On Wed, May 23, 2012 at 05:01:50PM +0100, Will Drewry wrote:
> Hi Wade and Steven,

Hi Will,

> I don't believe the syscall_get_arguments/syscall_set_arguments
> implementation that landed in 3.4 is correct or safe.  I didn't see it
> get pulled in - sorry for not mailing sooner! :(

Well, thanks for shouting anyway. It only went in during this merge window,
so hopefully we can fix it before 3.5.

> The current implementation allows for _7_ arguments and allows the 0th
> index to be the ARM_ORIG_r0 instead of starting with ARM_r0 == 0.  In
> the global description of syscall_*_arguments it says:
> 
>  * It's only valid to call this when @task is stopped for tracing on
>  * entry to a system call, due to %TIF_SYSCALL_TRACE or %TIF_SYSCALL_AUDIT.
>  * It's invalid to call this with @i + @n > 6; we only support system calls
>  * taking up to 6 arguments.

Hmm, where does this `6' come from? I see it's an open-coded constant in
some of the trace code, but as Russell pointed out:

http://lists.infradead.org/pipermail/linux-arm-kernel/2012-February/085509.html

we have the unusual case of requiring 7 arguments for a particular syscall.
Perhaps we could let the arch configure this?

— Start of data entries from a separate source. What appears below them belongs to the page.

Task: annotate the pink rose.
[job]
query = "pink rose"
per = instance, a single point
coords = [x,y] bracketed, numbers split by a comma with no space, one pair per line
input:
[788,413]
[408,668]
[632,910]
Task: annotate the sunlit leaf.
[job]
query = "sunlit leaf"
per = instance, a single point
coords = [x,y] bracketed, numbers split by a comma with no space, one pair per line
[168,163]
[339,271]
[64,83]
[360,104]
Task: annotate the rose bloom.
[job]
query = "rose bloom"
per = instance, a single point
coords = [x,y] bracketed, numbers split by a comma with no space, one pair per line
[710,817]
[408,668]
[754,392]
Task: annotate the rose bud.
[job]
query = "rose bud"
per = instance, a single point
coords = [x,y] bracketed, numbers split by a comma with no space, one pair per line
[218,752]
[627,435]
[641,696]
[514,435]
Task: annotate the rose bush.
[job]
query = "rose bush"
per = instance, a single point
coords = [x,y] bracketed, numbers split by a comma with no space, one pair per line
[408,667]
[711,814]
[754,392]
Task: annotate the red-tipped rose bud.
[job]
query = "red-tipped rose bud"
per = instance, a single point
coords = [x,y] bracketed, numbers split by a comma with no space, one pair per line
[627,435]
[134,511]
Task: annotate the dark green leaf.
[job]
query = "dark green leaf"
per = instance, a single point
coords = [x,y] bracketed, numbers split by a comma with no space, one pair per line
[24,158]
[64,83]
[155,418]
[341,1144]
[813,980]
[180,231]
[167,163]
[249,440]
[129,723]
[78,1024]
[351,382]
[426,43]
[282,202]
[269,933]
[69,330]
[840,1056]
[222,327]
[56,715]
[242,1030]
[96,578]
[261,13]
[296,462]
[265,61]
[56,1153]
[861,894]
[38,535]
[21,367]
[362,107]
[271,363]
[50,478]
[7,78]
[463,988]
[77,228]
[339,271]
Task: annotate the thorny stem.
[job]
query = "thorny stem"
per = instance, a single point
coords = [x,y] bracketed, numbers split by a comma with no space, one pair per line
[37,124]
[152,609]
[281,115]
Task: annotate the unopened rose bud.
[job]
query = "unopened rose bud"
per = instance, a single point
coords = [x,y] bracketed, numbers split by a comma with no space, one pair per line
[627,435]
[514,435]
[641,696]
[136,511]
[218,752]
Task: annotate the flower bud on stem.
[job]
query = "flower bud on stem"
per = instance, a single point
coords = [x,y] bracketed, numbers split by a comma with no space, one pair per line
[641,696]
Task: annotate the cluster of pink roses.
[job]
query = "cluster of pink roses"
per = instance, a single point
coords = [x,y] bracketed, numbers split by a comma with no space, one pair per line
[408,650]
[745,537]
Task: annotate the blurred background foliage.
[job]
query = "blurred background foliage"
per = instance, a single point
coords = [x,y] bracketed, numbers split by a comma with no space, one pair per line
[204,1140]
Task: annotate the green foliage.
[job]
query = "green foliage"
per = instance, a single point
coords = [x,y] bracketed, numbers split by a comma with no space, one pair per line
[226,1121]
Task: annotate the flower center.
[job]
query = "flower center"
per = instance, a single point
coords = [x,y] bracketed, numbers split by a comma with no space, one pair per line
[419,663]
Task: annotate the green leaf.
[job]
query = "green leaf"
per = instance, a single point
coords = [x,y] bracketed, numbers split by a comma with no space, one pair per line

> This means that the current implementation is broken when matching
> system call arguments for ftrace (unless there is an arch specific
> hack in there) and it breaks internal kernel API for any other
> consumers without arch knowledge (like seccomp mode=2).  Is there a
> reason to expose ARM_ORIG_r0 this way?  Am I misreading?
> 
> My understanding of the arch register usage at syscall time is something like:
> - ORIG_r0 gets the syscall number
> - r0 becomes the first system call argument
> - system call proceeds
> - on return, r0 is the return value

Aha, you're slightly off here. For ARM, ORIG_r0 is the first argument to the
system call (we keep it here as part of the syscall restarting code, since
the result of the interrupted syscall will sit in r0). The system call
number is either in r7 or encoded as part of the instruction but when
tracing we save it into the thread_info so we don't need to worry about
where it came from.

> Even audit_syscall_entry() uses ARM_r0 for the first argument which
> means that any future consumers doing syscall_get_arguments(..., 0, 6)
> would get the wrong first argument.

Thinking about it, I can't think of a scenario where the tracing code should
see a different value for ARM_r0 and ARM_ORIG_r0 on the entry path. Maybe we
should use ARM_r0 consistently for clarity.

> I'm also curious why the system call argument getter/setters allow for
> invalid requests instead of BUG_ON()ing?  All code that exposes
> syscall arguments to userspace should be limiting the number to a
> maximum of 6, and any other badness is a definite kernel bug.  Am I
> just really confused?

See the post from Russell linked above.

So I think the conclusion is that the 7-argument syscall (sys_syscall with
OABI) will have a truncated argument list when tracing.